Oceania. This part of the world that fascinates, that makes many people dream of beautiful landscapes, or that allows them to see new lifestyles, styles of thought, visions of life.
Oceania, here is the name of the exhibition. This exhibition at the Quai Branly will allow you to travel in the Pacific Ocean, from New Guinea to Easter Island, via Hawaii to New Zealand.
A beautiful exploration to discover the culture, habits and peoples of these regions of this part of the world. Through 200 works, the exhibition will showcase some parts of the continent, a continent that will open its doors to you, through its beauty and artistic technicality.
Transmitting the traditional side of these peoples, while including the many contemporary challenges they face, no exhibition has ever represented Oceania, as well as its cultures, so well in its entirety.
To speak in a little more detail about the exhibition, it pays tribute to the works and artistic creations of the vast continent of 25,000 islands that is Oceania. Two hundred and fifty years after James Cook's first trip to the Pacific, nearly one hundred and seventy works from both private and public collections will present sumptuous masterpieces that have never been considered as such in the past by the general public.

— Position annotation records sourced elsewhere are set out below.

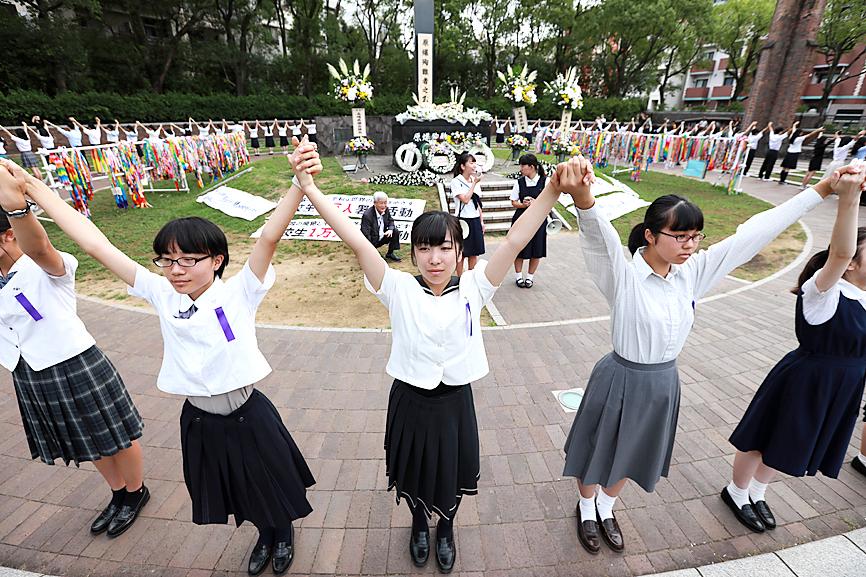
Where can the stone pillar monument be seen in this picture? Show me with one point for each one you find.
(785, 63)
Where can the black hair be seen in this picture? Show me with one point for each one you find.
(819, 259)
(431, 229)
(529, 159)
(675, 212)
(193, 234)
(462, 159)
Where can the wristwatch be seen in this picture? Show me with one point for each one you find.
(18, 213)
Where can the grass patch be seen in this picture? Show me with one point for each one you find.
(722, 214)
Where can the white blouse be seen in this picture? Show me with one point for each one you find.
(215, 350)
(819, 307)
(459, 185)
(436, 339)
(651, 315)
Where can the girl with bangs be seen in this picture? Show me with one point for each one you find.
(626, 423)
(238, 457)
(431, 435)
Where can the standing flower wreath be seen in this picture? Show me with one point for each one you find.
(519, 85)
(352, 86)
(565, 90)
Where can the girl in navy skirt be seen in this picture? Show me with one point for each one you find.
(802, 416)
(626, 424)
(238, 457)
(73, 403)
(525, 191)
(431, 433)
(468, 207)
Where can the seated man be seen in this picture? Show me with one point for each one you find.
(378, 226)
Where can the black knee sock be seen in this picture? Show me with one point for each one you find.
(283, 535)
(118, 496)
(419, 519)
(266, 536)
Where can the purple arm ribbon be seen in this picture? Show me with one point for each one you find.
(224, 323)
(28, 306)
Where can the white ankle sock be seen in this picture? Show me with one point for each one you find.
(587, 509)
(605, 503)
(740, 496)
(757, 490)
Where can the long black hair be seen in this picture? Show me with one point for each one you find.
(432, 228)
(672, 211)
(530, 159)
(193, 234)
(819, 259)
(462, 159)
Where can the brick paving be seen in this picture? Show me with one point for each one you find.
(331, 390)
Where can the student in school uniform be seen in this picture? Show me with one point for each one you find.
(524, 192)
(73, 403)
(468, 207)
(795, 147)
(431, 433)
(238, 457)
(801, 418)
(626, 424)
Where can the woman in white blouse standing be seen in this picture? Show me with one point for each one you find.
(431, 433)
(626, 423)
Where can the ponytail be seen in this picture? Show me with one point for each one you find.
(816, 263)
(637, 237)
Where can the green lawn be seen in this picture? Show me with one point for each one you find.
(133, 230)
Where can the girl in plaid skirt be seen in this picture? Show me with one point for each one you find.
(73, 404)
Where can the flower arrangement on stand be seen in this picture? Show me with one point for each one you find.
(563, 148)
(518, 144)
(352, 86)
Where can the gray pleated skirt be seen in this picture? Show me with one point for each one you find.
(626, 424)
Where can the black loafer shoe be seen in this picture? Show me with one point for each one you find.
(283, 554)
(587, 533)
(259, 559)
(127, 515)
(103, 520)
(764, 513)
(419, 547)
(745, 514)
(611, 534)
(446, 553)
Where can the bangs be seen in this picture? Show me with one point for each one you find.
(684, 216)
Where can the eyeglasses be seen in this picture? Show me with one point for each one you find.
(184, 261)
(682, 238)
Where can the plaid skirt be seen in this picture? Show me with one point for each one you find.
(77, 410)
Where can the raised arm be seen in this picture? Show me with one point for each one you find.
(368, 257)
(30, 235)
(843, 242)
(78, 228)
(306, 160)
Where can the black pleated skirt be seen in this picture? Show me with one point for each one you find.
(473, 245)
(431, 446)
(244, 464)
(77, 410)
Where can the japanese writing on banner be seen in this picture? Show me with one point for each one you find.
(520, 119)
(425, 68)
(355, 205)
(318, 229)
(237, 203)
(359, 122)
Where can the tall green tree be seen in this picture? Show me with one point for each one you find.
(842, 31)
(738, 29)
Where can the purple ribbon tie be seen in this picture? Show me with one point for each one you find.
(224, 323)
(28, 306)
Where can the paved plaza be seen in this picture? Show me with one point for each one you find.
(332, 391)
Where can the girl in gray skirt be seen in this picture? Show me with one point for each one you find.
(626, 424)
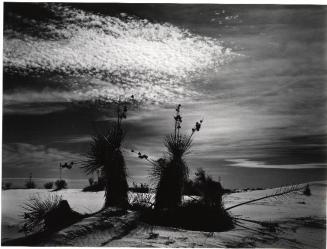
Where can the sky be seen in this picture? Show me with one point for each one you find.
(255, 74)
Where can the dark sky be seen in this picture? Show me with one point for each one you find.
(256, 74)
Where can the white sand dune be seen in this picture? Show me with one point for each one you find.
(297, 221)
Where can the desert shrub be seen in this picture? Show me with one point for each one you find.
(141, 201)
(307, 190)
(142, 188)
(211, 191)
(48, 185)
(6, 185)
(60, 184)
(91, 181)
(105, 155)
(35, 210)
(30, 184)
(96, 186)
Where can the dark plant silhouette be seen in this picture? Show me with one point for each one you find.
(307, 190)
(105, 155)
(60, 184)
(171, 172)
(6, 185)
(96, 186)
(48, 185)
(142, 188)
(30, 183)
(91, 181)
(211, 191)
(36, 209)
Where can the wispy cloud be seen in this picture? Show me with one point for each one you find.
(127, 56)
(256, 164)
(20, 159)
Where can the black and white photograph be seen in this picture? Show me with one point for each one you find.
(176, 124)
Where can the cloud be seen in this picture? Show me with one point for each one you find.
(20, 159)
(256, 164)
(126, 56)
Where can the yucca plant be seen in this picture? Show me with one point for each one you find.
(105, 156)
(172, 172)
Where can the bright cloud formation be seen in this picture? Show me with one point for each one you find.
(125, 55)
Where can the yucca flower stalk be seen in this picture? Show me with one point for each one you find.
(105, 155)
(171, 172)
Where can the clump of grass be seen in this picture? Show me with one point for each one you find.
(30, 185)
(6, 185)
(307, 190)
(91, 181)
(211, 191)
(60, 184)
(141, 201)
(48, 185)
(141, 188)
(36, 209)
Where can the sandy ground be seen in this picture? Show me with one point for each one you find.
(296, 221)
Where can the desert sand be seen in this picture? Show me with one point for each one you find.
(295, 221)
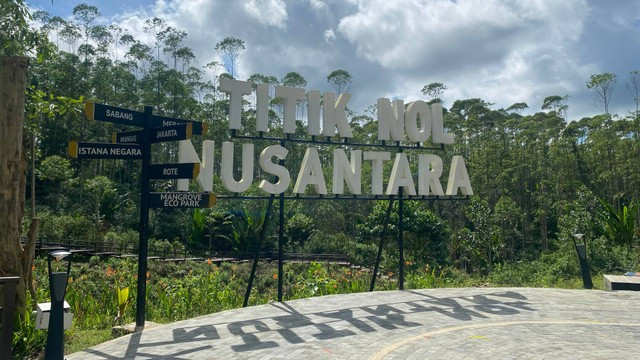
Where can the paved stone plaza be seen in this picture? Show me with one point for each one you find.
(470, 323)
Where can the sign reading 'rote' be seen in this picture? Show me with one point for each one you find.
(103, 151)
(181, 200)
(174, 171)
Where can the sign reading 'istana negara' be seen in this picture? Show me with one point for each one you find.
(327, 117)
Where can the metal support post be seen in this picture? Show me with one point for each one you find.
(281, 239)
(401, 240)
(382, 236)
(263, 231)
(145, 145)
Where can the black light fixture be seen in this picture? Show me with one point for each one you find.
(58, 288)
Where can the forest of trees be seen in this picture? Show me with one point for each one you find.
(536, 178)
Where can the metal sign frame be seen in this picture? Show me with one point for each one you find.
(324, 140)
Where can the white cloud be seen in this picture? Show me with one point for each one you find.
(502, 51)
(329, 35)
(318, 4)
(268, 12)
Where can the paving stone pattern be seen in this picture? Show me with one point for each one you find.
(470, 323)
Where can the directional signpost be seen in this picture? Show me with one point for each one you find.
(199, 128)
(174, 171)
(182, 200)
(159, 134)
(135, 145)
(113, 114)
(103, 151)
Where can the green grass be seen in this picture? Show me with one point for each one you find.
(187, 290)
(77, 340)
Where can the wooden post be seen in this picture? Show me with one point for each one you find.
(13, 81)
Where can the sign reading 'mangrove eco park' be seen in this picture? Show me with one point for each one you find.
(418, 126)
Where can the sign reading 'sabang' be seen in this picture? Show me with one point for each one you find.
(326, 116)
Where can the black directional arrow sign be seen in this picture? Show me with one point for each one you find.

Tracing the entire history of the continent, the exhibition, and art in general, will make it possible to enhance and restore respect for identities and traditions that have not been respected by trade, or during the processes of colonization or evangelization. Even if artists from different islands and territories have managed to preserve their own characteristics, the works nevertheless have universal challenges.
This is why, using precious stones, the meticulous know-how of canoe sculpture or contemporary installations, the exhibition is part of a movement combining know-how and ancestral traditions, with a striking modernity and a hindsight that artists have on their society, and the rest of the world.
An exhibition that was made possible thanks to the contribution of the Royal Academy of Arts in London, the Quai Branly - Jacques Chirac Museum in Paris, and the Cambridge Museum of Archaeology and Anthropology.